YAŞAMAK

4K 335 65
                                    

"..................

Yaşamak şakaya gelmez

büyük bir ciddiyetle 

yaşayacaksın.

 Bir sincap gibi mesela,

yani , yaşamanın dışında

ve ötesinde 

hiç bir şey 

beklemeden,

yani

bütün işin gücün

yaşamak olacak.   (Nazım HİKMET)"

Usta şairin dediği gibi burada ya da dışarıda fark etmez, benim işim gücüm yaşamaktı. Ki burada dört duvarın arasında bile yaşamak bir savaştı aslında. Olayların üzerinden dört gün geçmiş, kızgınlığım ne kadar devam etse de yaşamak gailesiyle boğuşurken öfkemin ateşi küllenmişti. Bu arada parasız olmanın verdiği sıkıntılarda baş göstermeye başlamıştı. Saçım sakalım uzamış olsa da tıraş malzemelerim olmadığı için elim kolum bağlıydı. Alev'in verdikleri olmasa temizlik için gerekenlere bile sahip olamazdım. Bir yol bulmak umuduyla Osman abinin yanına iliştim:

"Abi bir şey danışacağım."

"Söyle evlat"

" Durumları biliyorsun bana para lazım. Nasıl para kazanabilirim?"

 Osman abi sakalını sıvazladı.

" Elinden ne iş gelir?"

" Aslında yabancı dilim iyidir ama yarattığı sorunlar bunu kullanmamı zorlaştırıyor. Ufak tefek tamirattan da anlarım. Bir de yazım iyidir."

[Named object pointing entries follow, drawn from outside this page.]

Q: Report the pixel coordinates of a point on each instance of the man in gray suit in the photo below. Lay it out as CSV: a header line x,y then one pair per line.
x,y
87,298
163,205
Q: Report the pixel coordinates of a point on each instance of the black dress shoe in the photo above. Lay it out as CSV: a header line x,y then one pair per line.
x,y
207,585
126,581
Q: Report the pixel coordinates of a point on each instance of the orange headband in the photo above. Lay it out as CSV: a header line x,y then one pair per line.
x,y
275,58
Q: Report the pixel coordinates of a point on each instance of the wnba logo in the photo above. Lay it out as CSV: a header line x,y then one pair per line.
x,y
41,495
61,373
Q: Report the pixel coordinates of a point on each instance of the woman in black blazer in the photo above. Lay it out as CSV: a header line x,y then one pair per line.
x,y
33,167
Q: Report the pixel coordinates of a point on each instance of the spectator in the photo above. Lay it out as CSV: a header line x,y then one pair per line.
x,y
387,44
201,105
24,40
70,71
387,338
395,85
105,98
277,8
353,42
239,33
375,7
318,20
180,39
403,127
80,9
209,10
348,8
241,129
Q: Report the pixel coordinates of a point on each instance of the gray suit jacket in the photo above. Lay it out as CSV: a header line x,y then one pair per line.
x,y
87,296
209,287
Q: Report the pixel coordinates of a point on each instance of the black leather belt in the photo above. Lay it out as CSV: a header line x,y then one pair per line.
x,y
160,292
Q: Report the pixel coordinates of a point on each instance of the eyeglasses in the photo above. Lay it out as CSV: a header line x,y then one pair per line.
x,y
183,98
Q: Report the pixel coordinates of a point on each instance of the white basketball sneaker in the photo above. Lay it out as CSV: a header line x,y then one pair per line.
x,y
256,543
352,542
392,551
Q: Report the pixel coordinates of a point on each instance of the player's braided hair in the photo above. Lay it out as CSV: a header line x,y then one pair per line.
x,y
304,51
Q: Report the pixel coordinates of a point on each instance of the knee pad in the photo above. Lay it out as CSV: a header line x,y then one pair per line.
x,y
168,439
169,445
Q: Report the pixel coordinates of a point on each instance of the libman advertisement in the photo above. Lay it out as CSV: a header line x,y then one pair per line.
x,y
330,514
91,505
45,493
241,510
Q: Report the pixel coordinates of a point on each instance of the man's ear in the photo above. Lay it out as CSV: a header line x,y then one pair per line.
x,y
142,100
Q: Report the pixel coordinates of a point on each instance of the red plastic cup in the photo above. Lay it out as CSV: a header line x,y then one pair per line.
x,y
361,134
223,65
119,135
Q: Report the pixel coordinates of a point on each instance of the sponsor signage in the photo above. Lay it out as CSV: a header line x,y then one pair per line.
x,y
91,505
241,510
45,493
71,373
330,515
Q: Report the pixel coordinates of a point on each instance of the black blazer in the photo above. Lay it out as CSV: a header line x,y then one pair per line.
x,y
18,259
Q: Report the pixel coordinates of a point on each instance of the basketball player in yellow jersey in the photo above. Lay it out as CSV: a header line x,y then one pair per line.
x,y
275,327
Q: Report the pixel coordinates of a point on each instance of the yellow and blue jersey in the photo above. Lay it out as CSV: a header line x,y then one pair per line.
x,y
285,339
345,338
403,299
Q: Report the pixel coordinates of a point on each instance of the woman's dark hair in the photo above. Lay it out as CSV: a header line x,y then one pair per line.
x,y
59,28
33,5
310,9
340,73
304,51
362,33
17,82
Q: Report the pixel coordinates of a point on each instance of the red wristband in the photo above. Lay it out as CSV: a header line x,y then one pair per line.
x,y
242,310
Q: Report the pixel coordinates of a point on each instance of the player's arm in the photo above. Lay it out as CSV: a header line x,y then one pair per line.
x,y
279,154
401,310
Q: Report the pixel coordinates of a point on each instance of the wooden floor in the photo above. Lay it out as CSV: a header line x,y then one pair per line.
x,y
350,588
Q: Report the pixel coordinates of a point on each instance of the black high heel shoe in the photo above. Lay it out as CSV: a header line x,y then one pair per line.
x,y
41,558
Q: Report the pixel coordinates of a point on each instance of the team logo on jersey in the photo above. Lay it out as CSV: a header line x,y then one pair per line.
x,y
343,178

"Peki dilekçe tarzı bir şeyler yazabilir misin?"

  Biraz düşündüm. Yapabilirdim ama elimde bir örnek olması gerekiyordu.

" Daha önce yapmadım ama bir örnek olursa yapabilirim."

 O sırada üst ranzadan Salih abi sarkarak:

" Ağzın iyi laf yapıyor. Konuştuğun gibi yazabilir misin?"

Güldüm.

" Sen emret ağam döktürürüz."

  Ranzasına geri döndü. Bir kaç dakika sonra elinde bir kağıt ve kalemle ranzadan aşağı atlayarak yanımıza geldi.

" Bana bir mektup yazar mısın?"

" Hayırdır gönül işi mi?"

" Yok anama benim yazımı okuyamıyorlarmış" deyince tebessüm ettim. Kağıdı kalemi elinden alıp ortadaki masaya geçtim.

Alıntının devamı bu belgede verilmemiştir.